Research by L&G showed that 37% of advisers have a presence online, but do not regularly update their offering, while 60% have no online strategy at all.

However, 71% of respondents know that their customers use social media.

Speaking at The Mortgage Event in London, Ben Thompson, director of mortgages at L&G, said it was critical for advisers to understand and anticipate how communication will change over the next ten years in order to maximise opportunity.

He highlighted that the ways of engaging with customers varies hugely between age bands, with generation Y (8- to 28-year-olds) expecting to be communicated with through Twitter, video chat, instant messaging and text messages.

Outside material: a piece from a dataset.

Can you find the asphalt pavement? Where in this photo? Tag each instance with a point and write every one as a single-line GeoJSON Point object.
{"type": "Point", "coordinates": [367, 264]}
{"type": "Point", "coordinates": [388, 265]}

Nevertheless, face-to-face meetings still remain very important for all age groups as a way of building trust, with regular contact an essential part of keeping clients and getting referrals.

L&G’s research showed that for clients that an adviser has been in regular contact with every quarter, 70% will agree to a meeting compared to 6% of cold contacts.

Thompson said: “Advisers main selling point is themselves. People buy people and, if anything, that has increased in the last few years. So, don’t sell the business, sell the opportunities; be a source of relevant information and, simply, do what you say you’re going to do.

“Most importantly, ask clients how likely it is they would recommend you to others? If you get an endorsement that can spread very quickly, especially online. The opportunity is significantly bigger now.”